TIFF 2020 film review: 'Passion Simple'
The French drama 'Passion Simple' (an Industry Selects feature playing the 45th Toronto International Film Festival) is the portrait of a woman who keeps romantic love at arm’s length, even if her ephemeral trysts slowly preoccupies more and more of her life.
In short: Single mother Hélène (Laetitia Dosch) falls into an addictive relationship with married Russian diplomat Alexandre, with whom she has nothing in common.
For a film with very meager narrative structure, 'Passion' compels with its harrowing character study of 'the other woman.' Her married 'boyfriend' is barely a character of depth - but this isn't a film about how their infidelity affects his marriage or some broad melodrama about infidelity. This is Hélène's story, firmly rooted in how simply telling someone “I'll call you” can have ruinous consequences if that promise becomes the focal point of their life. Most of the film focuses on how Hélène lives in the lack of her boyfriend - how his absence destabilizes her life, and how his fleeting "dates" seem to preoccupy her thoughts.
Hélène is simultaneously hopelessly romantic and utterly jaded with the very concept to romantic love. To say she becomes "obsessed" with her dates seems like an overstatement at first - except it's tragic to watch how her fixation slowly, steadily encroaches upon her life as a mother and as a scholar. And the low-key brilliance of 'Passion' is how it doesn’t reduce Hélène or her affair to some caricature. Laetitia Dosch deserves every praise for a gently nuanced performance as a woman slowly spiraling out of control. Lazier films would have reduced Hélène to some broad cartoon of obsession - but it's far more painful to watch her doing otherwise mundane things, like dress shopping or dropping off her son, and see how her primary thought is solely, entirely on Alexandre.

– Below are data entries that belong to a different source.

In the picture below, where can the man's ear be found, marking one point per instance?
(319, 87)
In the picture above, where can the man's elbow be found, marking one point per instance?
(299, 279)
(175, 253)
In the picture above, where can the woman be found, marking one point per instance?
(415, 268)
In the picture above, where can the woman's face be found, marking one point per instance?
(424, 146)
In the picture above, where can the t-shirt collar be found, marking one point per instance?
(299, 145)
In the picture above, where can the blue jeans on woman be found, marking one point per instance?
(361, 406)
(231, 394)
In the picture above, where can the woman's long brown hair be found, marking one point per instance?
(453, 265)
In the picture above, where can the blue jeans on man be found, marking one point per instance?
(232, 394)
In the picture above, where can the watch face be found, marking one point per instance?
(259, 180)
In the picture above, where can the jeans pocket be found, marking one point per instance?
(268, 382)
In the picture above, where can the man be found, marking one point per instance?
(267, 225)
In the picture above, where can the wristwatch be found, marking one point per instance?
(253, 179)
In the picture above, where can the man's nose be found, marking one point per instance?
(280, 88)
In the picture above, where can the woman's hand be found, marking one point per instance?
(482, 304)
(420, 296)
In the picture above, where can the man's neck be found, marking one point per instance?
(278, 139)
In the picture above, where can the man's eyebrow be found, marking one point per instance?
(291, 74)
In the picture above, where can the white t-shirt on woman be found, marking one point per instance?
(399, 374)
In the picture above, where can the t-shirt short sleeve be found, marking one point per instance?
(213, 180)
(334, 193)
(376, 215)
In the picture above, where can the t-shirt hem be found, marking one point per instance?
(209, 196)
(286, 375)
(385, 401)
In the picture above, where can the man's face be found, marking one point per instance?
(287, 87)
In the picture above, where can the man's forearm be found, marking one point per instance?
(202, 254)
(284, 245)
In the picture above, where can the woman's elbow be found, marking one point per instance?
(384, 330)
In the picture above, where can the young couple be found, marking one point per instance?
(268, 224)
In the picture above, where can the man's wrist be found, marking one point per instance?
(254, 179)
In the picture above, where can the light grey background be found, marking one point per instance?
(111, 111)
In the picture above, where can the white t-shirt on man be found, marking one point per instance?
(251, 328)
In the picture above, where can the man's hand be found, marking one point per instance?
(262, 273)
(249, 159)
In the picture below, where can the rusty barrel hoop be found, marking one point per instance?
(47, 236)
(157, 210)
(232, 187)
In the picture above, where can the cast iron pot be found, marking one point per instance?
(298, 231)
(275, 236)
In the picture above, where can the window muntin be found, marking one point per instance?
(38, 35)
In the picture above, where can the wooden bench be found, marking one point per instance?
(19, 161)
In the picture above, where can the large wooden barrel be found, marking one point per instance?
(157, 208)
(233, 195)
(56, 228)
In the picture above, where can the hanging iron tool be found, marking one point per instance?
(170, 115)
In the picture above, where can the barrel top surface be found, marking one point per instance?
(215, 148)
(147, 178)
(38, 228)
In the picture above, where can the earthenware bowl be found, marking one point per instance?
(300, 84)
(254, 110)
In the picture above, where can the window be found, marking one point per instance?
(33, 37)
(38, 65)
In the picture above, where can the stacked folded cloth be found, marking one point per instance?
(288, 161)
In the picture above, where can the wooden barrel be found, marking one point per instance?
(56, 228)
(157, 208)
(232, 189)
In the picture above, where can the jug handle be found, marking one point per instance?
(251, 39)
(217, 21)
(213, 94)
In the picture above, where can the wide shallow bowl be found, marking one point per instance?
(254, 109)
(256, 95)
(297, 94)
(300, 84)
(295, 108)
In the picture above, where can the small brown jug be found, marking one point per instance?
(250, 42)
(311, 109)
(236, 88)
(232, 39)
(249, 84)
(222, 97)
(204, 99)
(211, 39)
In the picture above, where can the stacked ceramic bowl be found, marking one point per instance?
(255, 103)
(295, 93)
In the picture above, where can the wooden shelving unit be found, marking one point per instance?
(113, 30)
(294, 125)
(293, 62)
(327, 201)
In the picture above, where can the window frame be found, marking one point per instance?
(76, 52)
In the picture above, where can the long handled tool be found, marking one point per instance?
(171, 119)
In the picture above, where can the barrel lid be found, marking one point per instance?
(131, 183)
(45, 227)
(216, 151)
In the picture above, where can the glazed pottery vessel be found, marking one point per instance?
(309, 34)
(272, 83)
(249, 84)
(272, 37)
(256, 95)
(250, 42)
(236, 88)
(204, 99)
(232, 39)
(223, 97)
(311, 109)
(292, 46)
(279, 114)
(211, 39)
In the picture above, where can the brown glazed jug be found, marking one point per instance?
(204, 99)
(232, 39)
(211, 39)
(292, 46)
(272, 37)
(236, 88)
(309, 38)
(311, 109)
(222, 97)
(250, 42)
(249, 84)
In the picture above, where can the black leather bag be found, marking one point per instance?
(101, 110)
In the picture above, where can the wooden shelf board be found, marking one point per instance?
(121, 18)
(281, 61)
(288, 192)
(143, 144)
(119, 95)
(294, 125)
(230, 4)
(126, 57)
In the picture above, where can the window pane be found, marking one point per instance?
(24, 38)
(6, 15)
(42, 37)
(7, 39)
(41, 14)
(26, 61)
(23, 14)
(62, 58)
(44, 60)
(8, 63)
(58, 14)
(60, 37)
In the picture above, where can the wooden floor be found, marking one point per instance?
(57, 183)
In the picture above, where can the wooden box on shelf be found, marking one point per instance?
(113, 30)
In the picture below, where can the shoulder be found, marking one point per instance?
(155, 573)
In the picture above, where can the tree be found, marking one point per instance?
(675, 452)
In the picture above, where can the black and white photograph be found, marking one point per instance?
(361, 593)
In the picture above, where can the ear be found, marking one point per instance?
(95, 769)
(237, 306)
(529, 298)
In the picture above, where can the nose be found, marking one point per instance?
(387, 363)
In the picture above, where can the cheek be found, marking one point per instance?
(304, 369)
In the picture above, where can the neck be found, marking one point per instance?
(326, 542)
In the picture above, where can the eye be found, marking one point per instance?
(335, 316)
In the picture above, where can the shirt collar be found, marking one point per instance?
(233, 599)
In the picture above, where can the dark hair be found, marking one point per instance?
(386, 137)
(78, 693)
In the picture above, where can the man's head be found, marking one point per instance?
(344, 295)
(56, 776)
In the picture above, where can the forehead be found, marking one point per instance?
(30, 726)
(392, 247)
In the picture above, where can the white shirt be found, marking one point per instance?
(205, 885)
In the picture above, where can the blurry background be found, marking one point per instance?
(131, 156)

It's frankly heartbreaking to watch Hélène practically run to the phone with excruciating eagerness (on the mere chance it's her married boyfriend calling), hurriedly change out of casual wear into something more alluring - for what amounts to a booty call. Everything about Hélène's relationship with Alexandre is totally one-sided. At one point she muses that such a relationship could be empowering - yet the film makes clear that her intoxication with lover has more control over her than she has control of it.
The film's DNA actually has a lot in common with stories of drug or alcohol addiction. Whereas substance addiction is well-worn ground in storytelling, Hélène's compulsive need for her boyfriend is every bit as corrosive as any intoxicating drug.
P.S. Please give the person who selected the perfectly selected soundtrack an award. Each song is pitch perfect for each moment, impeccably encapsulating in song what Hélène is feeling in that moment.
Final verdict: In the context of an impossible relationship treated as an addiction, 'Passion' becomes a harrowing and empathetic character study of the toxicity of someone on the losing end of a one-sided fling.
Score: 4/5
'Passion Simple' screens during TIFF 2020. This drama is unrated and has a running time of 97 minutes.